I am drowning in a carousel of thoughts once again..It seems never-ending,does it?Similar to that of a bottomless pit.

Seriously i think i am beginning to lose the rigour and the enthusiasm in the things around me.Ok maybe except for chamber ensemble.=)Setting apart from that,i am beginning to isolate myself from people.Maybe it's a "i just want to be alone" syndrome.Beats me,but my mouth just don't feel like speaking up.And i don't like to mutter under my breath,so i literally remain unnoticed in a social circle.It's either that i don't feel like talking,or i am just lacking of sleep.But there's an underlying factor to this syndrome:Perhaps i have undertaken a change in attitude towards life,and decide to be more rational rather than intuitive.All along i have been telling myself that one must have a postive outlook,but i think it aint that bad viewing life from a different perspective.Not that i have become pessismistic,but momentarily i felt as if i have been living life under a shadow.Come to think of it, as chengying has said,it's very weird for person to socialise too much.He also observed that i can be quiet and private at times,and i don't realy smile alot.hahaha.k lar quite true i guess.that's me underneath that facade.I tink i have always been like that,just that it is beginning to show out more lately..And the crappy lameo me is starting to diminish.Sometimes it resurfaces again,but only at times when i become really hyped up.=)
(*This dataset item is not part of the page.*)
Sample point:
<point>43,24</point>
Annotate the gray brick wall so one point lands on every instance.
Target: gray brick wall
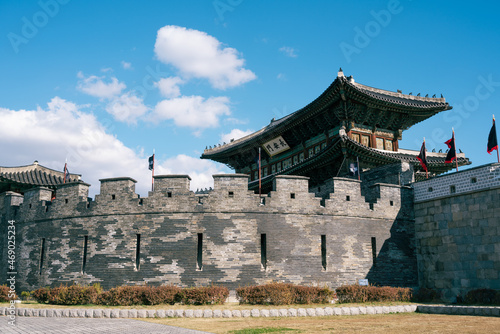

But i guess the only drawback to this:My interaction with people is adversely affected.Since i cant come up with lame tricks hidden under the sleeves;nor can i think of really something intriguing to discuss about-due to my limited scope of knowledge and experiences.sigh.Is this change good or bad?Maybe it's not really a change,it's just that my emotions show out more now,and i am not afraid of sending signals to people that:i am not exactly in the good mood to talk or i just don't feel like talking,sorry.I think we humans do get tired after a prolonged period of time.

i guess dats all for now.And chin has caused me to be interested in chiromancy aka palmistry.Actually all along i have been interested in the areas of horoscopes and palmistry,just that he incidentally triggered off this spark of interest once again.